31 January 2026, 15:26

Neue Informationstafel in Mannheim enthüllt die belastete Geschichte des Ludwig-Frank-Denkmals

Ein Denkmal für die Opfer des Zweiten Weltkriegs steht vor einem Backsteingebäude mit einem Schild, umgeben von Grünflächen und Pfählen, mit einem Himmel im Hintergrund.
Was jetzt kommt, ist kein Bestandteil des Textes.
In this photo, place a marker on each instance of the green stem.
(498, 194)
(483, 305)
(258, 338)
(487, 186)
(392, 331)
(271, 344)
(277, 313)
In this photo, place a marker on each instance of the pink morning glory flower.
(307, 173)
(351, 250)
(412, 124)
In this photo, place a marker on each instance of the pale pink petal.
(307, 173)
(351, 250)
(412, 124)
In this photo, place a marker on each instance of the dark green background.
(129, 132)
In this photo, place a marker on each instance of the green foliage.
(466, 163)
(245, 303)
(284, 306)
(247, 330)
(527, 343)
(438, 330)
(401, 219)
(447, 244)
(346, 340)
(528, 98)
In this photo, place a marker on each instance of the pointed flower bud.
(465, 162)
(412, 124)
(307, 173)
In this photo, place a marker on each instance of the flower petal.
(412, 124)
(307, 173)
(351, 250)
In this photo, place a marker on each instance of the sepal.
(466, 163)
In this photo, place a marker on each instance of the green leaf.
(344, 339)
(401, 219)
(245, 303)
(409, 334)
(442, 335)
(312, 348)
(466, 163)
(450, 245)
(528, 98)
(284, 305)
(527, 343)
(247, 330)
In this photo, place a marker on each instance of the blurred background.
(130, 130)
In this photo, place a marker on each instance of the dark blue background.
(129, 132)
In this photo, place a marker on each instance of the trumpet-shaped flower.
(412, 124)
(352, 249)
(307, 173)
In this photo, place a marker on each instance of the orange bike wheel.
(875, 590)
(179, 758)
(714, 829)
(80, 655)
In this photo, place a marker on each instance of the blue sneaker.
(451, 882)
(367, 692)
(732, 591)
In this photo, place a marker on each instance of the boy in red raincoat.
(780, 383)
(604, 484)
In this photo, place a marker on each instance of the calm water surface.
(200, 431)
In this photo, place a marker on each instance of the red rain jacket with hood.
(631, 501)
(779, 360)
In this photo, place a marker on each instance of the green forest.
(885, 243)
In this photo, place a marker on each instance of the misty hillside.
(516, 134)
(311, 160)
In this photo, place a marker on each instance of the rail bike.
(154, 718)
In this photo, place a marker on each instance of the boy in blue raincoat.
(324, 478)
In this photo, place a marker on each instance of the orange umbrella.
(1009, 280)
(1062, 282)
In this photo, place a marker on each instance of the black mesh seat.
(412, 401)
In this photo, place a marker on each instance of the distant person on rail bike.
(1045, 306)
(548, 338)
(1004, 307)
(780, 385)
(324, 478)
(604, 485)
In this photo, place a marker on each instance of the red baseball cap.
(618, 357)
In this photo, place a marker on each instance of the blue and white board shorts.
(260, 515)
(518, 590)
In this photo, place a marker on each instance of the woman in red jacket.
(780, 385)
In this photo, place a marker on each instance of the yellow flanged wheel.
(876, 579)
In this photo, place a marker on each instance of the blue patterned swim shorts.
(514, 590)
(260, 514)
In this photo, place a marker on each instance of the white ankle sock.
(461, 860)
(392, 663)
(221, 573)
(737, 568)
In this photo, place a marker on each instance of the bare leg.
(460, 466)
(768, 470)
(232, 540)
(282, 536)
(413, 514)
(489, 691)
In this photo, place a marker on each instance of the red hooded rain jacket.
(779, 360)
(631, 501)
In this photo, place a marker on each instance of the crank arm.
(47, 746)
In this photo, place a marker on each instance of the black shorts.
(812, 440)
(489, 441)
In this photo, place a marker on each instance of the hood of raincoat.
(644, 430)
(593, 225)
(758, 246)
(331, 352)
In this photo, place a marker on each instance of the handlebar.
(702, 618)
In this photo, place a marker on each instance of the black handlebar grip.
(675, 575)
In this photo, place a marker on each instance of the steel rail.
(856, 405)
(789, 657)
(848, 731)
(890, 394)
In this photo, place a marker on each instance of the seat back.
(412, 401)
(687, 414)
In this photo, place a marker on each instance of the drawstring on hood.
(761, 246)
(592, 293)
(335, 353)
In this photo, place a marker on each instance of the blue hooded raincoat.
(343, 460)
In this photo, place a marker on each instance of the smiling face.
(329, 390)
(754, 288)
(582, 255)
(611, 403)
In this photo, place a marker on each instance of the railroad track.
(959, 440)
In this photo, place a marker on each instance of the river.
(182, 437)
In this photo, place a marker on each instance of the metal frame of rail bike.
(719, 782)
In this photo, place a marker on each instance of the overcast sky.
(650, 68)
Neue Informationstafel in Mannheim enthüllt die belastete Geschichte des Ludwig-Frank-Denkmals

Mannheim ergänzt das Ludwig-Frank-Denkmal im Unteren Luisenpark um eine neue Informationstafel. Die Ergänzung folgt auf jahrelange Debatten über die belastete Geschichte des Denkmals – von seiner Entstehung 1924 als demokratische Ehrung bis zu seiner umstrittenen Neugestaltung 1950. Die Tafel soll historischen Kontext vermitteln und zur öffentlichen Auseinandersetzung mit der Vergangenheit des Monuments anregen.

Das Ludwig-Frank-Denkmal wurde 1924 ursprünglich errichtet, um an den politischen Aktivisten und Demokratieverfechter Ludwig Frank zu erinnern. Der in Mannheim geborene Frank setzte sich für Chancengleichheit im Bildungssystem und das allgemeine Wahlrecht ein. Zudem gründete er 1904 Deutschlands ersten Arbeiterjugendverband und organisierte 1913 ein internationales Parlamentariertreffen. Trotz seiner pazifistischen Überzeugung meldete er sich zu Beginn des Ersten Weltkriegs freiwillig und starb nur wenige Wochen später.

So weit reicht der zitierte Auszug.